Buchenknospe

The Man Who Planted Trees

Buchenblatt

A few years ago I made a documentary film for the Bayerischer Rundfunk about the Durance region in the south of France. In this film I also made reference to the Provençal writer Jean Giono and interviewed his daughter. The story “The man of the trees” – “L’Homme qui plantait des arbres” is a touching text, which is even more relevant today because of the ongoing destruction of nature and climate change.

“About forty years ago, I made a long walk on foot on the heights of the Alps, which are not noticed by tourists and which descend towards Provence. (…) I roamed the highlands where they were widest and after three days I found myself in an incomparable desert. I camped near a deserted village. I had not had water since the evening before, so I had to find some. The houses, densely packed like a wasps’ nest, whether decayed or not, made me think that there must have been a spring or well here once. “There was a spring too, but it had dried up.”

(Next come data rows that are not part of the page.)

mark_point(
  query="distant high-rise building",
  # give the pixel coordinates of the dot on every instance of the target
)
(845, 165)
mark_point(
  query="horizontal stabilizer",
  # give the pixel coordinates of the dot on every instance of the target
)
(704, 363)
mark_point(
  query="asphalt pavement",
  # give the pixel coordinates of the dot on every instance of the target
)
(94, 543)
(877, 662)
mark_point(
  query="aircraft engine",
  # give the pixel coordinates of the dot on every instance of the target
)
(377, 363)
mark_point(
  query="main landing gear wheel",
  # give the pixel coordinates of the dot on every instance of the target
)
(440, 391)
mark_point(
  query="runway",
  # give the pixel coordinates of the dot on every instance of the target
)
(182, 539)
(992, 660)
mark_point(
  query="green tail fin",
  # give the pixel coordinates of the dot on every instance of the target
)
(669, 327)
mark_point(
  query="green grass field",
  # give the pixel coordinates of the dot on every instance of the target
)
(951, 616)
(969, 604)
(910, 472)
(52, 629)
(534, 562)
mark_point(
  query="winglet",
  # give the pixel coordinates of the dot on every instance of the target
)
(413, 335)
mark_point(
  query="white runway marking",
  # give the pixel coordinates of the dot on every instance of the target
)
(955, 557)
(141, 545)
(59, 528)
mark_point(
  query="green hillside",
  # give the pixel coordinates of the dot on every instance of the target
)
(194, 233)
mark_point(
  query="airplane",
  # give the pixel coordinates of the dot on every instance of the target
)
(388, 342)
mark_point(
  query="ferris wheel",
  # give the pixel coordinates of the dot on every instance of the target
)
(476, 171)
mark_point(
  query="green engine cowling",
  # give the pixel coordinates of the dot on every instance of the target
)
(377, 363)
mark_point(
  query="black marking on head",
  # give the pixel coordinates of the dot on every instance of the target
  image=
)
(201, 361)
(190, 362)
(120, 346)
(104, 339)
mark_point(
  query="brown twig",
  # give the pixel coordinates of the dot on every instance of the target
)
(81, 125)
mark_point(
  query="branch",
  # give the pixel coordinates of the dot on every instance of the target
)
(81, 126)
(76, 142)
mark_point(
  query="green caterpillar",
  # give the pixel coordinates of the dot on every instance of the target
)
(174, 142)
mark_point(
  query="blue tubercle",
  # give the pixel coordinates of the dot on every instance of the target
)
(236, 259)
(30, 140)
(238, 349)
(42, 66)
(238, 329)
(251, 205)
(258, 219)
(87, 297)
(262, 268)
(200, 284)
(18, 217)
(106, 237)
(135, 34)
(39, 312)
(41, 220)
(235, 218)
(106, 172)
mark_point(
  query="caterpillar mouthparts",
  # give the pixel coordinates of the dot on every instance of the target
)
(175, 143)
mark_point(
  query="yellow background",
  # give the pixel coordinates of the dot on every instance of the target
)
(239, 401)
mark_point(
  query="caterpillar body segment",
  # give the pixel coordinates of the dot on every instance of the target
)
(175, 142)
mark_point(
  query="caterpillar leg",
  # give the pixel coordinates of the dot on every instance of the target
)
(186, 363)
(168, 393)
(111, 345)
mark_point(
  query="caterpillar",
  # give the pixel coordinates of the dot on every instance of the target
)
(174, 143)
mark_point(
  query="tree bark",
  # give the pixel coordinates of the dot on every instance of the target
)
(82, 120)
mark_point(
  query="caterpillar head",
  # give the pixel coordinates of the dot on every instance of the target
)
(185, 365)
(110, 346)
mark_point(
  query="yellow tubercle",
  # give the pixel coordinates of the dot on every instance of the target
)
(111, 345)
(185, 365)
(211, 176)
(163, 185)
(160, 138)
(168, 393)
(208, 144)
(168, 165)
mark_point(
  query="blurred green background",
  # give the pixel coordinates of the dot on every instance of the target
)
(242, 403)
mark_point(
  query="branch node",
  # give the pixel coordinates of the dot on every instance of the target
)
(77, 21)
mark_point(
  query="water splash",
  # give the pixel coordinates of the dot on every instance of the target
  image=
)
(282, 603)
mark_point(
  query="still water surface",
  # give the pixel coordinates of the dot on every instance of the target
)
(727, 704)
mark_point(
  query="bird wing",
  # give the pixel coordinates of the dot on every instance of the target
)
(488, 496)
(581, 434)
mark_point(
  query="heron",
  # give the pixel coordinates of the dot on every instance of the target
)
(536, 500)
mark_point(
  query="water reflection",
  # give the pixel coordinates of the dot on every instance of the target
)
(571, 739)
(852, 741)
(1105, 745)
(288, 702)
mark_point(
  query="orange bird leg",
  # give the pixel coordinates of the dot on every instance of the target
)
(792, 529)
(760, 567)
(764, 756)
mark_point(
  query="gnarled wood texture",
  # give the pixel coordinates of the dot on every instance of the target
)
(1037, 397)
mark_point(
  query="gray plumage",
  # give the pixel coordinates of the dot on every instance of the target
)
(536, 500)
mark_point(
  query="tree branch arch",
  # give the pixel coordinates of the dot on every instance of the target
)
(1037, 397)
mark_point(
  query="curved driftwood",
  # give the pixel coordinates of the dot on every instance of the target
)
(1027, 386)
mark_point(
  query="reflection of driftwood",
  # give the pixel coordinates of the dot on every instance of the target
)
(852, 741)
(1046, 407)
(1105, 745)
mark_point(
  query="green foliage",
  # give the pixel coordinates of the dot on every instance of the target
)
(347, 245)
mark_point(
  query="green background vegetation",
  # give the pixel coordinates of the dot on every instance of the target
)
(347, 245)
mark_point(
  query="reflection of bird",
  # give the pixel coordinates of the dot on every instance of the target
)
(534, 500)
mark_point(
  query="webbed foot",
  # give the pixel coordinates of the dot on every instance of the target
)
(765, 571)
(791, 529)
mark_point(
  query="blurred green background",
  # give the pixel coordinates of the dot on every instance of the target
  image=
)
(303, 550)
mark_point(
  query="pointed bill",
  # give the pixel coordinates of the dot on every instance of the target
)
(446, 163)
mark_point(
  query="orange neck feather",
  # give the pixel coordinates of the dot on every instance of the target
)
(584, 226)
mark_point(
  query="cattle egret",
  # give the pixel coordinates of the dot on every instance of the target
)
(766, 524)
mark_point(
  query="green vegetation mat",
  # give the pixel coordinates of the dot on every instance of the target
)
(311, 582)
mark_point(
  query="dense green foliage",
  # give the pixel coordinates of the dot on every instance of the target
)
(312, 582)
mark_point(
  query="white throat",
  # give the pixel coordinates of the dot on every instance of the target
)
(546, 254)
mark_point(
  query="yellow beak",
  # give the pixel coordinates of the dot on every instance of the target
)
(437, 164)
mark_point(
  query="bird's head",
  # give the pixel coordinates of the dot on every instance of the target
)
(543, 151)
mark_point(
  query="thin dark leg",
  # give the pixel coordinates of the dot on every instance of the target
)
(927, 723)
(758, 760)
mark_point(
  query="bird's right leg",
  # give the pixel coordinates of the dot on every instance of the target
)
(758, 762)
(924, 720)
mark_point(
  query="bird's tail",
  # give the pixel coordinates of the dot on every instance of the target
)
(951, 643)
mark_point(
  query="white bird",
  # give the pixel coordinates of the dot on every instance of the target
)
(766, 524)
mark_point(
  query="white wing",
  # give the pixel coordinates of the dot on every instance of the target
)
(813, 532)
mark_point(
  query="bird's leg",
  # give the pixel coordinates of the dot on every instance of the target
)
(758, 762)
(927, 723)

“After five hours of walking I still had not found any water, and nothing could give me hope of finding any. Everywhere the same drought, the same scrawny grasses. Then I saw a small black silhouette in the Feme. I thought it was the stump of a lonely tree. So, with a bit of luck, I walked towards it. It was a shepherd. About fifty sheep were lying on the hot ground, resting beside him.”

Buchenknospe

“It was immediately agreed that I should stay the night; the next village was more than a day’s journey from here.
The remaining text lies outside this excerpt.